Aviso: o conteúdo do texto pode ser gatilho de trauma.

Em tempos de lançamento da adaptação para o cinema da obra 50 tons de cinza, acho necessário colocar em perspectiva essa romantização de abusos físicos e psicológicos que percebemos nas artes que consumimos desde que somos bem pequenas.

Nós precisamos falar sobre abuso. E precisamos falar o quê a romantização desse abuso está ensinando pras nossas meninas.

A construção da sexualidade feminina gira em torno da nossa subordinação. Isso pode ser facilmente constatado no que a pornografia, esmagadoramente, mostra: a erotização da dominação e da subordinação.
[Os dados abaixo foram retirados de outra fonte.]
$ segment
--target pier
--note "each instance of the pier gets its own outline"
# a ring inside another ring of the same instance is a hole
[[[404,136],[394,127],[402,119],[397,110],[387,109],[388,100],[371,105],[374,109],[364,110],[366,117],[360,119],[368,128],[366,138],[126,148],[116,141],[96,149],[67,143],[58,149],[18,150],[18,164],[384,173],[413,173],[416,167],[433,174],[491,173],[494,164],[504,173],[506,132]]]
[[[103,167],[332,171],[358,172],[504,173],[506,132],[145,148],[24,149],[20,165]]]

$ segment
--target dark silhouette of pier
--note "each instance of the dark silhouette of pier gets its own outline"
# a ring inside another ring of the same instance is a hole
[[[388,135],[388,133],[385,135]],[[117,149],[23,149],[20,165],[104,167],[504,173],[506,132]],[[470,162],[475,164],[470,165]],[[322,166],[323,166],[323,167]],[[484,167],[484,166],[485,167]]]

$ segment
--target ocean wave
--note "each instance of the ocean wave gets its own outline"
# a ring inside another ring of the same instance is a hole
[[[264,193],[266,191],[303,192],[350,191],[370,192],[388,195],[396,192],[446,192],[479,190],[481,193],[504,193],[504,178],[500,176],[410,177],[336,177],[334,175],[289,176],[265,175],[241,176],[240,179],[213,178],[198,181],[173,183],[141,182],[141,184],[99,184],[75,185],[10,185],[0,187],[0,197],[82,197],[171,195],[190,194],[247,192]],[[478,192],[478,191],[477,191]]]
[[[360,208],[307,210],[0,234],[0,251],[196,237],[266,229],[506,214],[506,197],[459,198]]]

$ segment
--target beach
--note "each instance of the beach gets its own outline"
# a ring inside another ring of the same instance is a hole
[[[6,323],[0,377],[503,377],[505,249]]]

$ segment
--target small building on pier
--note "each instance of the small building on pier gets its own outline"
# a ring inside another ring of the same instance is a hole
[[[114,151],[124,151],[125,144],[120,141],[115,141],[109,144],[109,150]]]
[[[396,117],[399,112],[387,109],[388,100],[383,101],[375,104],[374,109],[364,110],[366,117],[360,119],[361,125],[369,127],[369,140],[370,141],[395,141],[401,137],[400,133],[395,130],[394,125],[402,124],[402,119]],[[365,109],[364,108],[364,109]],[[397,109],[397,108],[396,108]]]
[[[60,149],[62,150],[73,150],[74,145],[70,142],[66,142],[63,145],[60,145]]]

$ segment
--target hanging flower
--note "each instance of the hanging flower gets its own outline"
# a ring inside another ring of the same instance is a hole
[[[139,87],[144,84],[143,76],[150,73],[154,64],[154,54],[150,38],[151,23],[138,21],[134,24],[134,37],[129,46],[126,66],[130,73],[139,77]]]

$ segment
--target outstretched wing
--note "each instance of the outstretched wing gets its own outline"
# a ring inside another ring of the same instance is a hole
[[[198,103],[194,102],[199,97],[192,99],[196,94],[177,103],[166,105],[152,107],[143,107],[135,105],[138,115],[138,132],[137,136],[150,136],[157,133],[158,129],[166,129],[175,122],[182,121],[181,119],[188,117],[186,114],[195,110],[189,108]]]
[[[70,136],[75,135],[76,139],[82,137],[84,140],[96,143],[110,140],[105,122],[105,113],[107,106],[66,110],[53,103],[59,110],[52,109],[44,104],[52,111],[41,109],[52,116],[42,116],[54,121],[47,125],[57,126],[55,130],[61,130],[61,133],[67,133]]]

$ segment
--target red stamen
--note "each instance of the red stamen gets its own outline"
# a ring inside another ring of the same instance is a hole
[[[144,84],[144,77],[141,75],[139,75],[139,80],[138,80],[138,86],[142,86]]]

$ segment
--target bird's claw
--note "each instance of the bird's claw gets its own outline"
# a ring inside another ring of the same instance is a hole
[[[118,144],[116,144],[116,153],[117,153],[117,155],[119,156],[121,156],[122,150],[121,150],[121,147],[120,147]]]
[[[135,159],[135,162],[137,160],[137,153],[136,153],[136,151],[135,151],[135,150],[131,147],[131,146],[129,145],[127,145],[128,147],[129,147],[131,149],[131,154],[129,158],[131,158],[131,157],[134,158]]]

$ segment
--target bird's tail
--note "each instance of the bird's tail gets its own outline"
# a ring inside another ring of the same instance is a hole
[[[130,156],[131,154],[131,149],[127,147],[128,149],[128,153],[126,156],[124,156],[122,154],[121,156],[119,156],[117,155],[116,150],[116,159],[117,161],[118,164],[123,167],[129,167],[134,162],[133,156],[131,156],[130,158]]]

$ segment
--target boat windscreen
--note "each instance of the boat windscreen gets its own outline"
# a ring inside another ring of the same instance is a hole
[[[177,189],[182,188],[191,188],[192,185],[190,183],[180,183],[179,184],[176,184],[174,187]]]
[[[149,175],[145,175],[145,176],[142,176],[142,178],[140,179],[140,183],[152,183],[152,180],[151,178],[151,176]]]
A literatura, por sua vez, romantiza esse vínculo de poder na forma do amor romântico (alguém se lembra do enredo d’A Bela e a Fera?). Nessas obras, o amor é sempre descrito, nunca analisado. Sei que já afirmei isso antes (aqui), mas vai de novo: é necessário que mulheres aprendam essa ideia romantizada, pois esse mesmo amor romântico é um dos alicerces do patriarcado/capitalismo: logo que surgiu a primeira noção de propriedade privada surgiu, também, a necessidade de haver vínculos rígidos com a mulher do núcleo familiar para que, assim, os bens de quem controla os meios de produção (o homem) pudessem passar para a próxima geração.

Colocar isso em análise é ameaçar esse sistema que opera sobre hierarquias tão logo esse amor é inerente à estrutura de poder e dominação. A supremacia masculina, então, escora-se em instituições artificiais (qual o conceito mais artificial e abstrato do que o “amor” que somos ensinadas a buscar?) para que a família patriarcal se mantenha rígida, sólida.

O romantismo é um desses alicerces abstratos que mantém tudo no lugar: “[…] é um instrumento cultural do poder masculino para impedir que as mulheres conheçam sua condição”, como diz a Shulamith Firestone, em A Dialética do Sexo.

Quem se lembra das aulas de literatura? O romantismo surgiu no final do século 18 e suas características eram a retratação de dramas humanos, utopia e amores trágicos. Seus componentes são a erotização e o ideal de beleza – e sabemos que todo o ideal exclui a maioria. Não é gratuito que esse movimento tenha surgido nas décadas finais do século 18 e permeado o século 19.

 

Desamparo aprendido

O psicólogo Martin Seligman é um dos responsáveis por pesquisar sobre o desamparo aprendido e como nos tornamos incapazes de responder ou agir a processos e circunstâncias dolorosas.

Um experimento foi realizado com dois cães em gaiolas em que eram dados choques elétricos e, com um toque de focinho, era possível cortar a energia. O primeiro cão fez, o segundo não. O segundo cão entrou em depressão e tristeza profunda.

Muitas das mulheres vítimas de violência doméstica – e esse é um fato que pode ser generalizado – são incapazes de reagir ao abuso. Essa é uma das consequências de sucessivos ataques e desgaste psicológico.

O abuso sistemático faz com que a vítima acredite que é incapaz de administrar a própria vida e passa a questionar a sua percepção da realidade. Sua autoestima e identidade são destruídas. “A vítima aprende a acreditar que é indefesa, que não tem controle sobre nenhuma circunstância e que qualquer coisa que se faça é inútil”.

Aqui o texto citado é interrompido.